A little over a week after being attacked while putting up election posters in Dresden, SPD MEP Matthias Ecke made a combative statement in his first public appearance. "I will not be silenced," he said on Monday with a clearly visible red and blue shadow under his eye at an SPD Saxony event in Leipzig. The attack had hit him, but not knocked him down, not intimidated him. He had experienced his party as very combative.
On the late evening of May 3, four young attackers aged 17 and 18 had knocked Ecke down when he wanted to put up posters. He suffered broken bones in his face and had to undergo surgery.
Corner attributed the cause of the attack to the brutalization and organized disinhibition in society, behind which were actors from the extreme right. "It's the AfD in Saxony, it's the Free Saxons, it's other networks of the extreme right." They had created a climate in which political opponents were labeled as targets, in which people felt encouraged to take matters into their own hands.

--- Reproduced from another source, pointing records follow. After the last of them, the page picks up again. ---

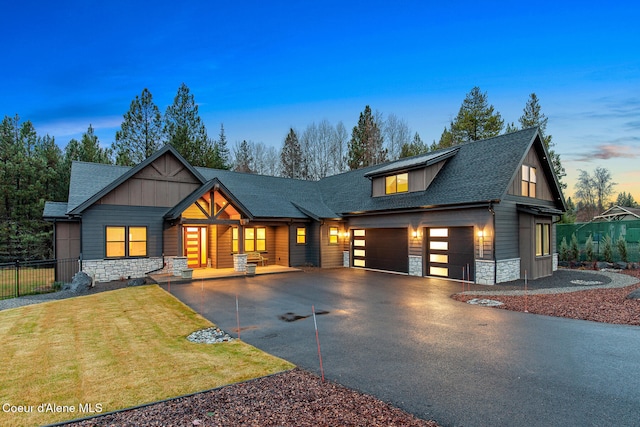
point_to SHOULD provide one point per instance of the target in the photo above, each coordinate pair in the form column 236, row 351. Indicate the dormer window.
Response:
column 397, row 183
column 528, row 181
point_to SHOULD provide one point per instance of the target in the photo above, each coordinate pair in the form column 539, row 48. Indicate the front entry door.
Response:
column 195, row 246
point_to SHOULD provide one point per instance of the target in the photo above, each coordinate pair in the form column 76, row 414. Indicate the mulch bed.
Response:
column 598, row 305
column 293, row 398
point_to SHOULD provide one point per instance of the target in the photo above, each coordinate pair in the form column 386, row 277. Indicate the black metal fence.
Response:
column 35, row 277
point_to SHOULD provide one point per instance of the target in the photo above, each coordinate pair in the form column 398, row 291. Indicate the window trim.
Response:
column 543, row 239
column 126, row 243
column 301, row 238
column 334, row 233
column 395, row 185
column 529, row 183
column 259, row 243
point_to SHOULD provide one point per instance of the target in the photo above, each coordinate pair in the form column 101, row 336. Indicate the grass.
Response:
column 112, row 350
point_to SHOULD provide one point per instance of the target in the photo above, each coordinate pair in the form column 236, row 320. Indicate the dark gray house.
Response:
column 482, row 211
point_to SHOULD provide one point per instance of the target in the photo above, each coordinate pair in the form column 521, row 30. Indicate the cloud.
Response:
column 608, row 151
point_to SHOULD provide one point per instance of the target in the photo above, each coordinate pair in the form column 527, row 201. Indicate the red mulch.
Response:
column 598, row 305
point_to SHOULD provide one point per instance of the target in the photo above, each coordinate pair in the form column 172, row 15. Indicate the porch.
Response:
column 220, row 273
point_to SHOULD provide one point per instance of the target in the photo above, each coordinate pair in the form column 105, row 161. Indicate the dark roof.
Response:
column 473, row 173
column 479, row 172
column 54, row 210
column 414, row 162
column 273, row 197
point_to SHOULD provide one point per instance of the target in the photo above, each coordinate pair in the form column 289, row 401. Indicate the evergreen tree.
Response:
column 413, row 148
column 532, row 116
column 626, row 200
column 366, row 145
column 291, row 160
column 184, row 128
column 476, row 119
column 141, row 132
column 243, row 158
column 220, row 152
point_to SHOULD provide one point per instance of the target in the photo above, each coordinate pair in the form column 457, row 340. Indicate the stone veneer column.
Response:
column 179, row 264
column 415, row 265
column 485, row 272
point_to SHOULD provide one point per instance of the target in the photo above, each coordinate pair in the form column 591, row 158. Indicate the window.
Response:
column 528, row 181
column 301, row 235
column 137, row 241
column 234, row 240
column 119, row 243
column 397, row 183
column 255, row 239
column 543, row 239
column 333, row 235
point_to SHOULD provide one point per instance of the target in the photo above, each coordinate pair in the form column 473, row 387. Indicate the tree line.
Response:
column 35, row 169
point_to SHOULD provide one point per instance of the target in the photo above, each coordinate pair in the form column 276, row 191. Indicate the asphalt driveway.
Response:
column 403, row 340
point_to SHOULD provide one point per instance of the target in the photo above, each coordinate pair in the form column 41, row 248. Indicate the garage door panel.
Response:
column 450, row 252
column 383, row 249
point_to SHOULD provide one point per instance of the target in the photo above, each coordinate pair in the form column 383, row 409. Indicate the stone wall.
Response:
column 105, row 270
column 415, row 265
column 507, row 270
column 485, row 272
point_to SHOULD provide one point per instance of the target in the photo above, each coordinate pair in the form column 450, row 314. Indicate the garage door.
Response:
column 381, row 249
column 450, row 250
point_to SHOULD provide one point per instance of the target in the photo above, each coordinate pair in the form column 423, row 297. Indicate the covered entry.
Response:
column 195, row 246
column 450, row 252
column 381, row 249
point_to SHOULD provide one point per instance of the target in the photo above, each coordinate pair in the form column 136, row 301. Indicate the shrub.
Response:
column 575, row 250
column 608, row 248
column 564, row 250
column 621, row 244
column 588, row 248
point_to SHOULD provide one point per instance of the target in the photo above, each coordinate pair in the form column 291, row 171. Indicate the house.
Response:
column 482, row 211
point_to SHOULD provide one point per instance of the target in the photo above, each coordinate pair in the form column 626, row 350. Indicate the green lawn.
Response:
column 112, row 350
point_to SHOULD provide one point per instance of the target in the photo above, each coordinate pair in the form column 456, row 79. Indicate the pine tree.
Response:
column 243, row 158
column 366, row 145
column 415, row 147
column 291, row 162
column 184, row 128
column 476, row 119
column 141, row 132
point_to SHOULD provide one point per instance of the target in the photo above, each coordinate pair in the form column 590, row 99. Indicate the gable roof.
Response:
column 414, row 162
column 79, row 192
column 477, row 172
column 473, row 173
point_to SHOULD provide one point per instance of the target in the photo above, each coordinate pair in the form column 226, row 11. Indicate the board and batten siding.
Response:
column 164, row 183
column 97, row 217
column 419, row 179
column 543, row 189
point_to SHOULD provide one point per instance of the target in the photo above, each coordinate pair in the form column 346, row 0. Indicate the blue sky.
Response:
column 262, row 67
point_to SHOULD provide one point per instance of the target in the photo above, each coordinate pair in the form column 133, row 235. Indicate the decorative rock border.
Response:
column 210, row 336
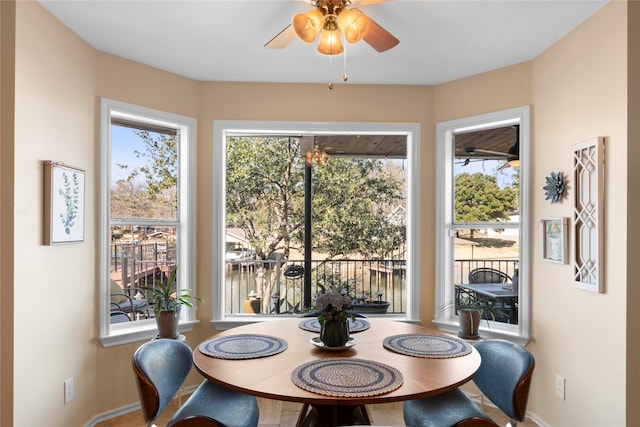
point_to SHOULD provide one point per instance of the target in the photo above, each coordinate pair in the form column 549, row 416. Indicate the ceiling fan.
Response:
column 329, row 19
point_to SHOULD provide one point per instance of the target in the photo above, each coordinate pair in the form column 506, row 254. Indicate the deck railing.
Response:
column 276, row 286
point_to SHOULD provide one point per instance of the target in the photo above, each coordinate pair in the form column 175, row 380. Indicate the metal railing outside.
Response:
column 278, row 292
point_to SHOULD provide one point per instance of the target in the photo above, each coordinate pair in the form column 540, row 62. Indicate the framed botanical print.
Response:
column 63, row 204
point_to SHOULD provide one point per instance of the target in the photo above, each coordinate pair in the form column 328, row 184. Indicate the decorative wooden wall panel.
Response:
column 588, row 218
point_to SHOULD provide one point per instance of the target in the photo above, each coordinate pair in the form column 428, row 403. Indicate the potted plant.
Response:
column 333, row 307
column 168, row 302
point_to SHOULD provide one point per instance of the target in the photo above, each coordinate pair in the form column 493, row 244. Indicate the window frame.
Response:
column 446, row 320
column 117, row 334
column 224, row 128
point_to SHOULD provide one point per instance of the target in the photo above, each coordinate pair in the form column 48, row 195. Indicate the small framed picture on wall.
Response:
column 63, row 204
column 554, row 240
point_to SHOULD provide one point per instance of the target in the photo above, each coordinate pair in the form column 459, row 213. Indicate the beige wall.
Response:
column 7, row 107
column 577, row 90
column 633, row 210
column 55, row 293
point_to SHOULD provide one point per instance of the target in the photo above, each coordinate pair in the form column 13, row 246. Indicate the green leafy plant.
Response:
column 470, row 302
column 166, row 299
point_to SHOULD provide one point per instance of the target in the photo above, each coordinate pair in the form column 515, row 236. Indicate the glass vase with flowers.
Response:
column 333, row 306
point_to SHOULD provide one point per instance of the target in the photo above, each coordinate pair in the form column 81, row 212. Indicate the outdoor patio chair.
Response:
column 504, row 378
column 117, row 315
column 160, row 368
column 123, row 300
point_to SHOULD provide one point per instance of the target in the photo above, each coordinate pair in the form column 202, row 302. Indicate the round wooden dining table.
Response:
column 271, row 377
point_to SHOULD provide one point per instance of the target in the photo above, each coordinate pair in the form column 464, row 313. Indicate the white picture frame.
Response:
column 555, row 240
column 63, row 204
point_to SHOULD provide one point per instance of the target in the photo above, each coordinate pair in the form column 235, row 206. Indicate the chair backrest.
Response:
column 488, row 275
column 160, row 368
column 504, row 376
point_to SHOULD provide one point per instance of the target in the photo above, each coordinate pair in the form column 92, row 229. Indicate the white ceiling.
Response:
column 218, row 40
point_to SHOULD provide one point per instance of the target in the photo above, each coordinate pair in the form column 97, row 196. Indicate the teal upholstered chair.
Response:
column 504, row 377
column 160, row 368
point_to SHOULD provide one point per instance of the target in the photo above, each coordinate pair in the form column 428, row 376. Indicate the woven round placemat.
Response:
column 313, row 325
column 346, row 377
column 243, row 346
column 433, row 346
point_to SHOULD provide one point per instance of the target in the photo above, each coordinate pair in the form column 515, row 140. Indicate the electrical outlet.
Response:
column 68, row 390
column 560, row 383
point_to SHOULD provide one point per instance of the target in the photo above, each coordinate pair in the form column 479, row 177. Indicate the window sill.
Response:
column 144, row 332
column 451, row 327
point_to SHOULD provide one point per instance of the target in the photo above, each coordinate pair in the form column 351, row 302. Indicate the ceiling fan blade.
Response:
column 282, row 39
column 379, row 38
column 365, row 2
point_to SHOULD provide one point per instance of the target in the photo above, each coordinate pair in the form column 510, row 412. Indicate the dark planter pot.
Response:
column 334, row 333
column 376, row 307
column 167, row 321
column 469, row 323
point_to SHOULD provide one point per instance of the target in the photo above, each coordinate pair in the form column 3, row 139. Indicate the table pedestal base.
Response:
column 327, row 415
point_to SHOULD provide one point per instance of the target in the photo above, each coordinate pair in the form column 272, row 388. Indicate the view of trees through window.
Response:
column 358, row 226
column 144, row 213
column 486, row 190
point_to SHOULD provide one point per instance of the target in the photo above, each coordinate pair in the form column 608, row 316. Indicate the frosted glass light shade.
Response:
column 330, row 43
column 307, row 25
column 354, row 25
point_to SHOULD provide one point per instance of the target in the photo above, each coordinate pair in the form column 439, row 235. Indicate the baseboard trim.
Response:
column 127, row 409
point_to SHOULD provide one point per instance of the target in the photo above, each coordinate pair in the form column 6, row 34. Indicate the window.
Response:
column 482, row 220
column 230, row 245
column 146, row 215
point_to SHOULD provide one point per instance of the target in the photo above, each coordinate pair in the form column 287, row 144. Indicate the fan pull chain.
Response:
column 344, row 66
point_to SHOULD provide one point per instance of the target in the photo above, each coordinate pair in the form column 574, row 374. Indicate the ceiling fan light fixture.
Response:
column 308, row 25
column 330, row 43
column 353, row 24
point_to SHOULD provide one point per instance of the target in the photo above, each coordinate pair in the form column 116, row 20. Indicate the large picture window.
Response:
column 273, row 180
column 483, row 224
column 146, row 215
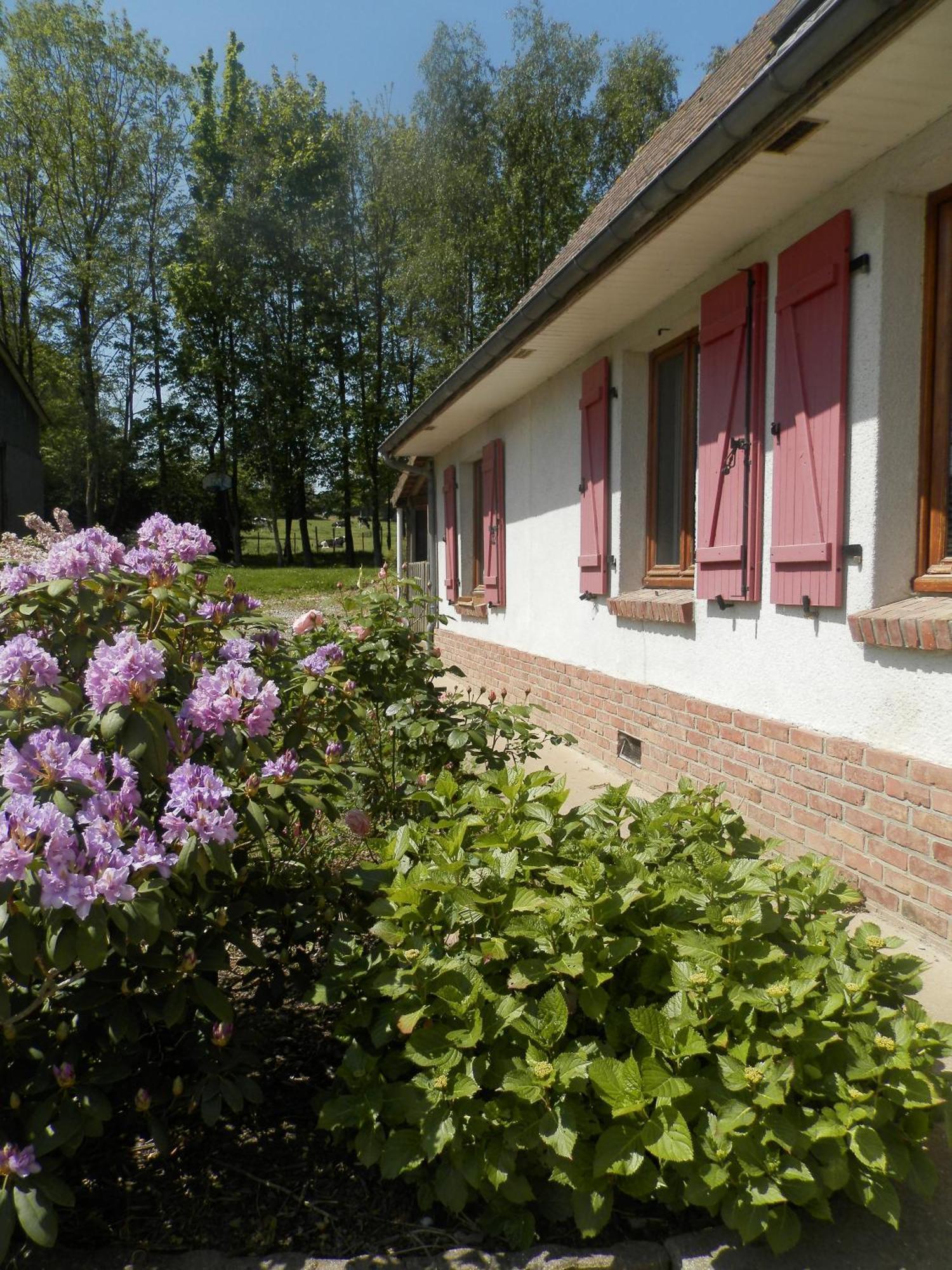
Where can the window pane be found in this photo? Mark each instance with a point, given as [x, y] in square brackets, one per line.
[671, 443]
[478, 568]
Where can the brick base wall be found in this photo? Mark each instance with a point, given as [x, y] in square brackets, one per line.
[887, 819]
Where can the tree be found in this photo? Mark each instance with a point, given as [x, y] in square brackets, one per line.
[79, 84]
[638, 95]
[545, 134]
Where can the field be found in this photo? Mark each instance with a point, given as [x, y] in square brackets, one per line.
[290, 590]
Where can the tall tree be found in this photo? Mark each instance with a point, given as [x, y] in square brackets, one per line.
[545, 134]
[79, 83]
[638, 95]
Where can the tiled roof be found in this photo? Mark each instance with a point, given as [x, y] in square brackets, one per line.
[715, 93]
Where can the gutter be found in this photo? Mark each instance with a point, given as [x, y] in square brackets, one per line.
[835, 29]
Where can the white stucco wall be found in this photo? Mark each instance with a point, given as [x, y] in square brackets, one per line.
[769, 661]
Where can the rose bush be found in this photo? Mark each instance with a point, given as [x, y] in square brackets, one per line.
[178, 783]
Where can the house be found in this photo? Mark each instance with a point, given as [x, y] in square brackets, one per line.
[21, 467]
[695, 491]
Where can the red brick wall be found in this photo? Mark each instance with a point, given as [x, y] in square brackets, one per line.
[887, 819]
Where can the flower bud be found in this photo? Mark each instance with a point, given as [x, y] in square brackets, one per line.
[65, 1075]
[221, 1034]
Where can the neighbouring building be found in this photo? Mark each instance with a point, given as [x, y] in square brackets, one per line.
[696, 495]
[21, 467]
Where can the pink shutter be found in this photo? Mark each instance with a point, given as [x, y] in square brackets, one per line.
[810, 413]
[450, 557]
[731, 438]
[593, 559]
[493, 524]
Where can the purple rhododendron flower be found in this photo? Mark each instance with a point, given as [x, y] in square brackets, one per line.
[84, 553]
[218, 612]
[232, 694]
[16, 577]
[237, 651]
[51, 758]
[175, 542]
[323, 657]
[281, 769]
[199, 803]
[122, 671]
[152, 565]
[25, 664]
[18, 1161]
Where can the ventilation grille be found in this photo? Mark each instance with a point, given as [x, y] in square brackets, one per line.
[795, 134]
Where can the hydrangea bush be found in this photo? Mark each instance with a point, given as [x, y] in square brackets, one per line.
[178, 780]
[642, 1000]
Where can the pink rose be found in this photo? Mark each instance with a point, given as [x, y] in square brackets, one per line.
[308, 622]
[359, 822]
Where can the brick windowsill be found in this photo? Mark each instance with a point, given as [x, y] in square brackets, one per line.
[652, 605]
[921, 623]
[468, 606]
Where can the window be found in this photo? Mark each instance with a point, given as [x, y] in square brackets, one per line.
[935, 556]
[478, 565]
[671, 464]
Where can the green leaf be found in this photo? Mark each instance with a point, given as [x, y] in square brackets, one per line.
[783, 1230]
[619, 1084]
[402, 1153]
[667, 1136]
[559, 1130]
[592, 1211]
[213, 999]
[37, 1217]
[451, 1189]
[553, 1015]
[869, 1147]
[618, 1151]
[654, 1028]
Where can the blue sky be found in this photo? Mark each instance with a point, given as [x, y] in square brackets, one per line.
[361, 48]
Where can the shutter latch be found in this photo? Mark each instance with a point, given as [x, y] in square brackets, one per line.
[737, 444]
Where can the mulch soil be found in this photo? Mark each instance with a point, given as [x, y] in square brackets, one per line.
[270, 1182]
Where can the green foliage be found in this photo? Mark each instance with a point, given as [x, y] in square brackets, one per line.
[117, 1019]
[554, 1008]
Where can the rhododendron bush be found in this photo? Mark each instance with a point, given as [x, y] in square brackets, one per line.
[178, 783]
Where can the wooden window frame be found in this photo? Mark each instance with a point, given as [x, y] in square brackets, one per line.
[681, 575]
[479, 565]
[934, 567]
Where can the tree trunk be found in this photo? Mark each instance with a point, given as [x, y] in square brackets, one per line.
[289, 526]
[308, 556]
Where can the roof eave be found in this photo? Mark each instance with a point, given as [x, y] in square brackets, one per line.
[769, 101]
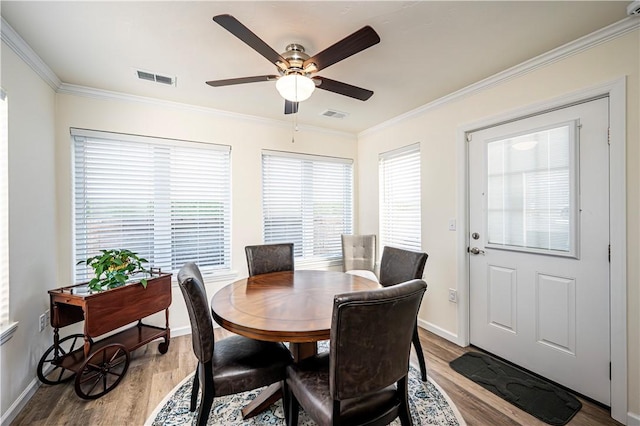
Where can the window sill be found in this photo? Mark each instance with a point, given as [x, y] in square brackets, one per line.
[318, 263]
[6, 332]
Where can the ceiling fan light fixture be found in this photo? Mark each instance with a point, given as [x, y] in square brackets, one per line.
[295, 87]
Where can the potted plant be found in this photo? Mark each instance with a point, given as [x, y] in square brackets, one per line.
[114, 267]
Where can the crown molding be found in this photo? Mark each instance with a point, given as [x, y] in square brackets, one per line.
[26, 53]
[603, 35]
[89, 92]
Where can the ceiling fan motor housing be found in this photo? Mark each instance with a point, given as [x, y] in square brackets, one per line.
[295, 56]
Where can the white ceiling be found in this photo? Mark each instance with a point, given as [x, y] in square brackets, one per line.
[428, 49]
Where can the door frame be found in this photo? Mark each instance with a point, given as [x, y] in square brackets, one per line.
[616, 91]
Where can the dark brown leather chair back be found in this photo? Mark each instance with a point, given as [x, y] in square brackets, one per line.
[371, 335]
[266, 258]
[399, 265]
[195, 297]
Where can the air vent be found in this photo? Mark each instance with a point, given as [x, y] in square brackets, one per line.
[332, 113]
[162, 79]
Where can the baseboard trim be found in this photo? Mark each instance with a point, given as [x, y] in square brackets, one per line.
[633, 419]
[17, 406]
[438, 331]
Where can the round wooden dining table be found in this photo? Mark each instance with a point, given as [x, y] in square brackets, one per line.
[291, 306]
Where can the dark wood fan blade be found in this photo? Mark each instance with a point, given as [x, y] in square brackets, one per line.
[234, 26]
[290, 107]
[343, 88]
[241, 80]
[350, 45]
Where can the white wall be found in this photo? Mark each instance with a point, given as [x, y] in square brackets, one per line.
[32, 222]
[436, 129]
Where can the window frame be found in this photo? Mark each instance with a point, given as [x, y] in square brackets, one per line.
[306, 241]
[398, 225]
[181, 154]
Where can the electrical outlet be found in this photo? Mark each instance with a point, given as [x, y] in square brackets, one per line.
[41, 325]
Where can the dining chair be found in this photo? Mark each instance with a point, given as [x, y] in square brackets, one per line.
[359, 255]
[363, 379]
[266, 258]
[231, 365]
[397, 266]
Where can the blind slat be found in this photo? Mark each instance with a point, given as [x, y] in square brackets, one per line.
[307, 200]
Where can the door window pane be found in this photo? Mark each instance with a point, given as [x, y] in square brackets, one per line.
[531, 191]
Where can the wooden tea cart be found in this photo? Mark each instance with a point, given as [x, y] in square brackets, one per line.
[98, 366]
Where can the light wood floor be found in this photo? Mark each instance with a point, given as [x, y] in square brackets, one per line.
[151, 376]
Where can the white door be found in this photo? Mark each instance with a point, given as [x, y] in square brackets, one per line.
[539, 243]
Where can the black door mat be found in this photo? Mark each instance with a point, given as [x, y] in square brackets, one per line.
[541, 399]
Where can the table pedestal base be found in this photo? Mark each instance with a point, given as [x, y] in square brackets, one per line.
[274, 392]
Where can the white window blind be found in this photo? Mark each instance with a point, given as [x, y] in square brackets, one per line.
[308, 201]
[399, 174]
[4, 210]
[169, 201]
[532, 193]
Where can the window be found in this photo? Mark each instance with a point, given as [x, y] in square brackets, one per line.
[308, 201]
[532, 194]
[399, 173]
[167, 200]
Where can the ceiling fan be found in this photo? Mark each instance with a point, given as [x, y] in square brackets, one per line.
[296, 77]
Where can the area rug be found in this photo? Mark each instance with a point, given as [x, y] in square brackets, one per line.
[541, 399]
[428, 402]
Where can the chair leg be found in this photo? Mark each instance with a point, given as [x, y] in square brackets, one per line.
[293, 407]
[418, 346]
[404, 412]
[208, 391]
[195, 389]
[285, 401]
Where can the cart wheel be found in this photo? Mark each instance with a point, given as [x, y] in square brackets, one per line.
[102, 371]
[52, 357]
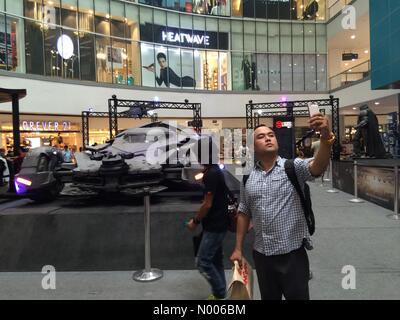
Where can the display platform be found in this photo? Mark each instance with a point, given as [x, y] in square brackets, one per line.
[100, 234]
[376, 179]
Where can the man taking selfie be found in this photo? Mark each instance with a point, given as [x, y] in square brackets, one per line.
[269, 199]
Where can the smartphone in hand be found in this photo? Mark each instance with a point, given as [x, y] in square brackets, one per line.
[313, 108]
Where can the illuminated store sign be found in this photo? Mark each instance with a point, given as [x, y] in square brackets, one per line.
[184, 37]
[283, 124]
[46, 126]
[65, 47]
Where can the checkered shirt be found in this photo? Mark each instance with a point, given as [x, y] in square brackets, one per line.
[274, 206]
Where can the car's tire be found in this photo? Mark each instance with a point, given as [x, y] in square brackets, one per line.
[49, 194]
[43, 164]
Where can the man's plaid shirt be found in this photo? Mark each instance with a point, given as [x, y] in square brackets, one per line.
[274, 206]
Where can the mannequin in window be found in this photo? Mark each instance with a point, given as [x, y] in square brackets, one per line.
[168, 76]
[367, 138]
[217, 9]
[254, 85]
[246, 67]
[310, 13]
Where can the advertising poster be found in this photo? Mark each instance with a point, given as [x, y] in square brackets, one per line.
[342, 174]
[376, 185]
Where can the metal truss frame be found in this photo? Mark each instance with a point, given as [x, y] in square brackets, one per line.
[255, 111]
[114, 113]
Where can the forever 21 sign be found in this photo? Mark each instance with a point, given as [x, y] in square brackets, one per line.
[46, 126]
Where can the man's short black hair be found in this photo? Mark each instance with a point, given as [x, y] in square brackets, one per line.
[161, 55]
[263, 125]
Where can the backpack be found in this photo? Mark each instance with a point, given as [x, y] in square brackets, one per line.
[305, 198]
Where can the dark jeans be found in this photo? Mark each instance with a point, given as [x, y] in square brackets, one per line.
[286, 274]
[210, 262]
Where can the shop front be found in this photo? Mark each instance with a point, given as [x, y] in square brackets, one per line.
[40, 130]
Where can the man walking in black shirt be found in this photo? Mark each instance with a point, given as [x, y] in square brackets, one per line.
[213, 216]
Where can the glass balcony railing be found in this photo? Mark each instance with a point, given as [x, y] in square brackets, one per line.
[351, 75]
[335, 6]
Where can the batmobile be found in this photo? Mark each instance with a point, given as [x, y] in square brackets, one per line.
[153, 154]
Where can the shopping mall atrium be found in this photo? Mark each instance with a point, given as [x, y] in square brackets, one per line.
[76, 73]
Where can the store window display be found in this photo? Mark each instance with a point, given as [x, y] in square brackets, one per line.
[167, 75]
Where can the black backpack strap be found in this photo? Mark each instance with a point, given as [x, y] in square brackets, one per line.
[291, 173]
[245, 178]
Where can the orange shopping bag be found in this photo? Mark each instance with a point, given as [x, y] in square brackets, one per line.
[241, 286]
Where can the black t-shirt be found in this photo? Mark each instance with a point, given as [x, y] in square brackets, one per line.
[216, 219]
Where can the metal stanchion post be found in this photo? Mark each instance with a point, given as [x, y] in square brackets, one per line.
[332, 189]
[395, 216]
[356, 199]
[148, 274]
[328, 173]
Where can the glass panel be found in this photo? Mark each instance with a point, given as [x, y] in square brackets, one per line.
[163, 74]
[51, 12]
[298, 39]
[117, 19]
[238, 83]
[286, 38]
[67, 48]
[298, 72]
[187, 67]
[173, 20]
[273, 37]
[33, 9]
[273, 10]
[309, 37]
[262, 71]
[173, 70]
[213, 70]
[146, 24]
[219, 7]
[237, 35]
[103, 59]
[311, 9]
[200, 6]
[3, 36]
[321, 14]
[134, 68]
[261, 36]
[286, 72]
[199, 65]
[274, 72]
[12, 44]
[102, 17]
[224, 83]
[69, 14]
[119, 61]
[237, 8]
[147, 55]
[14, 7]
[186, 22]
[86, 15]
[248, 8]
[249, 36]
[53, 59]
[87, 57]
[132, 25]
[224, 33]
[310, 72]
[34, 47]
[199, 23]
[261, 9]
[321, 72]
[321, 38]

Ecke praised the police's actions in his case. There had been a high level of investigative pressure and the perpetrators had been identified. "A lot really went very well," said the SPD politician. However, he knew that not all victims of right-wing violence felt the same way. He wished that every man and woman in such a situation could have the same experience. "I believe that the state must send a clear signal that it will not tolerate this form of violence," said Ecke. The punishment must follow on foot.
The group had also attacked a Green Party campaign worker a few minutes earlier. On Tuesday evening, just four days later, Green Party politician Yvonne Mosler was also insulted, threatened and spat at while putting up posters in Dresden. On the same evening, the Berlin Senator for Economic Affairs, Franziska Giffey (SPD), was also attacked by a man in a library in Berlin.